The first rear face 204 and the second rear face 205 both are bent around the intersection having holes 206 therein. The first rear face 204 covering the first rear section 161, includes a securement tab 24 engaged with the recess 2031 in the side face 203. The other side edge of the rear face 204 is pressed against by the block 1222. The second rear face 205 covering the second rear section 162, includes a locking tab 25 having therein a locking opening 251 latchably engaged with the locking block 1221. Under this condition, the first and the second rear face 204, 205 can be securely fixed on the back of the connector 1.

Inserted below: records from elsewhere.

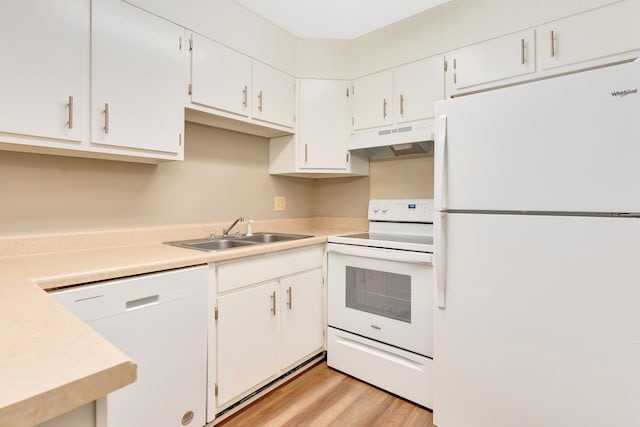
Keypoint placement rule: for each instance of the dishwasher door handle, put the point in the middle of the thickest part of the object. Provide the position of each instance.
(142, 302)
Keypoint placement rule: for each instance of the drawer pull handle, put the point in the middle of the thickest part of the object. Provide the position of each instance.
(106, 118)
(142, 302)
(273, 303)
(70, 106)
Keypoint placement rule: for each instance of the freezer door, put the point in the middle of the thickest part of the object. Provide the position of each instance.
(542, 322)
(568, 144)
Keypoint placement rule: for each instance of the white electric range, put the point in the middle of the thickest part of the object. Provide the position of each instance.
(381, 297)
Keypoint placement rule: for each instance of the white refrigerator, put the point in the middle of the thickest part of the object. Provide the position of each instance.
(537, 254)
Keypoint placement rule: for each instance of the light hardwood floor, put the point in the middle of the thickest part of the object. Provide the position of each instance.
(324, 397)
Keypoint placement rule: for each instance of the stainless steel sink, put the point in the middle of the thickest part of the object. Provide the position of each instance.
(272, 237)
(225, 243)
(214, 245)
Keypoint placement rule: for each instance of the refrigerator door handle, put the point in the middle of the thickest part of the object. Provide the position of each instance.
(440, 259)
(440, 152)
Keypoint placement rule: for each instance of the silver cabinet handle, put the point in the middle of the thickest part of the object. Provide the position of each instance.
(70, 106)
(273, 303)
(455, 67)
(106, 118)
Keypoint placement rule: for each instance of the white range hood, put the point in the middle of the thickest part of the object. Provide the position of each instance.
(408, 139)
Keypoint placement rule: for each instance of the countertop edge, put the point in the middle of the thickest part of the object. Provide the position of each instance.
(43, 405)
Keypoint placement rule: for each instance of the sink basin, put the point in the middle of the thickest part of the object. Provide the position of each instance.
(214, 245)
(272, 237)
(235, 242)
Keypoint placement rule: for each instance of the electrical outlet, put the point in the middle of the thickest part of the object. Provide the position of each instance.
(280, 203)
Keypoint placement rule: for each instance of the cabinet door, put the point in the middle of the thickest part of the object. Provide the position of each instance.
(416, 87)
(220, 77)
(592, 35)
(138, 78)
(273, 95)
(322, 123)
(372, 100)
(487, 63)
(302, 320)
(247, 339)
(45, 63)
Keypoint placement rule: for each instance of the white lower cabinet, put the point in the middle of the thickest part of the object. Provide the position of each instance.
(301, 316)
(138, 81)
(84, 416)
(269, 319)
(247, 339)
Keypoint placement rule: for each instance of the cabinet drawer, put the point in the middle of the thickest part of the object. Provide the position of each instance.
(237, 274)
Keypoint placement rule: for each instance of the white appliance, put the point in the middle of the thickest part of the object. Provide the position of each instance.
(381, 297)
(160, 321)
(407, 139)
(537, 244)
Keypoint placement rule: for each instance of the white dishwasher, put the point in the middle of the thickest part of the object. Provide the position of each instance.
(160, 321)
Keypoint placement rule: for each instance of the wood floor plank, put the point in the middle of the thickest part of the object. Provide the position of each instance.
(323, 397)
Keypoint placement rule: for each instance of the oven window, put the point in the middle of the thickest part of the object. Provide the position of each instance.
(379, 292)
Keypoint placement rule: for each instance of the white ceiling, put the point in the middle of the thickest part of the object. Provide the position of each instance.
(336, 19)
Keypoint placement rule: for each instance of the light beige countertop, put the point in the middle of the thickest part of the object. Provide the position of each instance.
(50, 361)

It is noted that the second portion 12 is larger than the first portion 11 in both the lateral direction and the front-to-back direction, and therefore the corresponding rear face of the shield are divided into two pieces, i.e., the first rear face 204 and the second rear face 205, respectively engageably abutting against the corresponding first and second rear sections 161, 162 which are offset from each other along the front-to-back direction. Under this structure, the two LED devices (not labeled) are intentionally respectively positioned on two upper corners of the second portion 12, where the thickness of the corresponding receiving portion are larger than that of the first portion 11, for reliable securement.

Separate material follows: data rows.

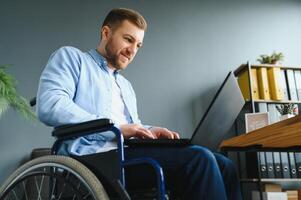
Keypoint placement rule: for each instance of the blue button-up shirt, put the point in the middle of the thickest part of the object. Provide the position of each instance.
(74, 87)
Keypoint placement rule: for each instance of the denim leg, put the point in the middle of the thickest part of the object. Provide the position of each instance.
(230, 177)
(191, 171)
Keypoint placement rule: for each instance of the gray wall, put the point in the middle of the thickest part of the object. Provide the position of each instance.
(188, 50)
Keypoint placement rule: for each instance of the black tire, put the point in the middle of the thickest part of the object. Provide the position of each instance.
(52, 177)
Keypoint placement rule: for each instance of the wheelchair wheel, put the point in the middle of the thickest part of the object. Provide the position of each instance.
(52, 178)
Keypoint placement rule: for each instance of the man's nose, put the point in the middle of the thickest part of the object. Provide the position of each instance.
(133, 49)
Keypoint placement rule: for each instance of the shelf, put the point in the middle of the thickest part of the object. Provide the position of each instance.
(272, 101)
(268, 180)
(243, 67)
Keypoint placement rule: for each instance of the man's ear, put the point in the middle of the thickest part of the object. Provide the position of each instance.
(105, 32)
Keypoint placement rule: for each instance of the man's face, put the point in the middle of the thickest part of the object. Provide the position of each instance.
(123, 44)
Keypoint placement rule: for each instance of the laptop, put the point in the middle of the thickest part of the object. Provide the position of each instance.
(214, 124)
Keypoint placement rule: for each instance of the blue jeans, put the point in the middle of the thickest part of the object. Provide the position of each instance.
(191, 172)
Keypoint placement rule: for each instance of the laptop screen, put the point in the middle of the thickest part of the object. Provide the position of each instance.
(220, 115)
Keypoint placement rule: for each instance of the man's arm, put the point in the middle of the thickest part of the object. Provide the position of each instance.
(57, 88)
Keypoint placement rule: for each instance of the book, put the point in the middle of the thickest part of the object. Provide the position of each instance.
(244, 84)
(298, 163)
(292, 163)
(274, 76)
(270, 164)
(254, 121)
(259, 161)
(272, 187)
(277, 165)
(291, 85)
(274, 115)
(297, 75)
(292, 194)
(285, 165)
(283, 85)
(269, 195)
(263, 83)
(261, 107)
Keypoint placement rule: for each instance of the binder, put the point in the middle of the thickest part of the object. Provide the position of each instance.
(292, 165)
(274, 115)
(263, 165)
(263, 83)
(277, 165)
(291, 85)
(298, 163)
(243, 82)
(274, 83)
(253, 165)
(261, 107)
(270, 164)
(283, 85)
(285, 165)
(297, 74)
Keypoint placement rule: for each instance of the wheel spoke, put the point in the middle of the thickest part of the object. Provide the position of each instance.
(25, 191)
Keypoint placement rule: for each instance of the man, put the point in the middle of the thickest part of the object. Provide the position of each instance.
(77, 86)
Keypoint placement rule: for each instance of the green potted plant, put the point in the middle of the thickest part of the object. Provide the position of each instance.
(9, 96)
(287, 110)
(271, 59)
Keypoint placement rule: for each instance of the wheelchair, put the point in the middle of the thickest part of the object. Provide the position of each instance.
(55, 177)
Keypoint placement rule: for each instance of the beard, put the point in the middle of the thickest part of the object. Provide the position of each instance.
(112, 57)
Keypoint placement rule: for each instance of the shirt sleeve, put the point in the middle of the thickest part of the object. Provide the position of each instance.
(57, 88)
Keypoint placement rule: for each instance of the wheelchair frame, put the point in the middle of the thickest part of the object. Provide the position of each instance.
(71, 131)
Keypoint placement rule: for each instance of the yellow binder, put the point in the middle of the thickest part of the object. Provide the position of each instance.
(263, 83)
(274, 82)
(243, 82)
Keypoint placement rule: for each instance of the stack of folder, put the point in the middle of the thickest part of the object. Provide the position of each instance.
(266, 84)
(278, 136)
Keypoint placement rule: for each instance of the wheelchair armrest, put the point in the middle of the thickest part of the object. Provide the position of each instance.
(81, 129)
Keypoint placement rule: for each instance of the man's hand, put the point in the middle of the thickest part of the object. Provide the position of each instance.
(159, 132)
(136, 130)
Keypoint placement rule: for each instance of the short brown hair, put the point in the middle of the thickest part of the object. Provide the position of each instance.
(118, 15)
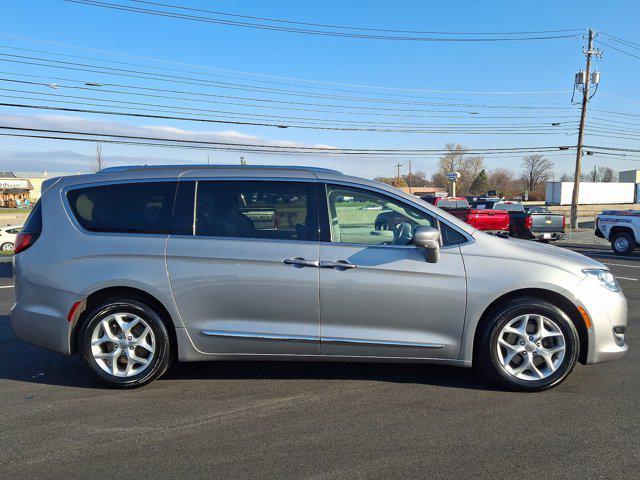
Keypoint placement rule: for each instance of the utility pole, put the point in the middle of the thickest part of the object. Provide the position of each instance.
(398, 165)
(585, 79)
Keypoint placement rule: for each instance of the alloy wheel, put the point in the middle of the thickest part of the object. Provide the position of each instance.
(621, 243)
(531, 347)
(123, 344)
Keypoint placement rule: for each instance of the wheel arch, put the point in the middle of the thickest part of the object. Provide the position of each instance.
(103, 294)
(555, 298)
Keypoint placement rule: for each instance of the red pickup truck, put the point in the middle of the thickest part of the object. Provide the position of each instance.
(483, 219)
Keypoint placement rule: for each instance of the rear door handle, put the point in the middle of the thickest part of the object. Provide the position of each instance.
(299, 262)
(339, 265)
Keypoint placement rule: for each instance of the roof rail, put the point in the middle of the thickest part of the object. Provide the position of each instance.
(126, 168)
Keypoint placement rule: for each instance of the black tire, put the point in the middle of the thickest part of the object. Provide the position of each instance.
(161, 358)
(487, 344)
(619, 240)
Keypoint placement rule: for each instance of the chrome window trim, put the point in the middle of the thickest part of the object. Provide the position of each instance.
(72, 218)
(224, 179)
(236, 239)
(421, 208)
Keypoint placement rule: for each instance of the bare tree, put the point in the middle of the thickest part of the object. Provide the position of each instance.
(606, 174)
(456, 160)
(97, 162)
(536, 171)
(502, 180)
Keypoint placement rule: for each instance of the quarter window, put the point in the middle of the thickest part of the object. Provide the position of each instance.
(124, 207)
(257, 209)
(366, 217)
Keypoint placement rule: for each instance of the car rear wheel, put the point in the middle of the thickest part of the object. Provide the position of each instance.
(126, 343)
(529, 345)
(623, 243)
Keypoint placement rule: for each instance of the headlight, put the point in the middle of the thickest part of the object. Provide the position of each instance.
(605, 277)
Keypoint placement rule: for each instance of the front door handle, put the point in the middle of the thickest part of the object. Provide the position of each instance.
(339, 265)
(299, 262)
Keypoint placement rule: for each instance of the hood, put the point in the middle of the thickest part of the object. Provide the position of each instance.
(536, 252)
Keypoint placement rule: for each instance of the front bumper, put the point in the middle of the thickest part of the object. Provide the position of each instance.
(607, 310)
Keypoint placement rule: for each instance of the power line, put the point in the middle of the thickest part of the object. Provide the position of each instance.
(347, 27)
(326, 33)
(255, 74)
(600, 42)
(271, 102)
(621, 40)
(84, 67)
(271, 82)
(474, 125)
(196, 118)
(300, 149)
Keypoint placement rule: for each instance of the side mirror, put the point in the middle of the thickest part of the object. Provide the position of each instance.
(429, 239)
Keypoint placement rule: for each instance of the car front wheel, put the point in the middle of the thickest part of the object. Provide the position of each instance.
(126, 343)
(528, 345)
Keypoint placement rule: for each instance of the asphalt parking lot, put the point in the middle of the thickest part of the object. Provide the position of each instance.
(317, 420)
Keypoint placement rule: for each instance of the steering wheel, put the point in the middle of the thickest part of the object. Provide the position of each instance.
(402, 234)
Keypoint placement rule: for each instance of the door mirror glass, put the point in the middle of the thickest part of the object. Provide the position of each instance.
(428, 238)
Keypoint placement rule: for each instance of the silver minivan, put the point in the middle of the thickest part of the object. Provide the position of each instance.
(135, 266)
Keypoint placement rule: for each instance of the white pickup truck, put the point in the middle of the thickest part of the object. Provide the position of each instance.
(621, 228)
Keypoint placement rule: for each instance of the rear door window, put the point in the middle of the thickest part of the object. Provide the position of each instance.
(140, 207)
(257, 209)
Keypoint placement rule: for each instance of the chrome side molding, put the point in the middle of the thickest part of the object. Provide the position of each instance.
(260, 336)
(378, 343)
(308, 339)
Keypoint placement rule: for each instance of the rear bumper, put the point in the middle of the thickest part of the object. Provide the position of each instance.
(39, 316)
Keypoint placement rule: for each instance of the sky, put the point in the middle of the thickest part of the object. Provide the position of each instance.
(243, 75)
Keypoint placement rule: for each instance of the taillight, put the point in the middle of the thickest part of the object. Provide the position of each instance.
(528, 221)
(24, 241)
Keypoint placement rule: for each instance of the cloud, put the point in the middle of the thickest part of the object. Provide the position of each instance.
(58, 156)
(78, 124)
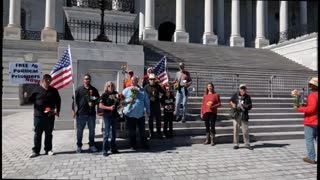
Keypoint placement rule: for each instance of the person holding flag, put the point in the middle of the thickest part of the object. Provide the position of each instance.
(153, 89)
(86, 99)
(47, 103)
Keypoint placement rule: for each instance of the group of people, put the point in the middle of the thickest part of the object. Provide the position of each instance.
(136, 100)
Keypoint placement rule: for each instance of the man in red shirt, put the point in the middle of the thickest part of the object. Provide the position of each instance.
(310, 120)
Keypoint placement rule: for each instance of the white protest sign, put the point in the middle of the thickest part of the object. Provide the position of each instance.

It is to be understood, however, that even though numerous characteristics and advantages of the present invention have been set forth in the foregoing description, together with details of the structure and function of the invention, the disclosure is illustrative only, and changes may be made in detail, especially in matters of shape, size, and arrangement of parts within the principles of the invention to the full extent indicated by the broad general meaning of the terms in which the appended claims are expressed. For example, the rear face may extend from the side face rather than the top face. Or the corresponding securing tag 22, securing tab 24, securing lock 231, locking tab 25 may be optionally alternatively engaged with either the housing or the shield itself, as long as the rear face can be securely attached on the back of the connector 1.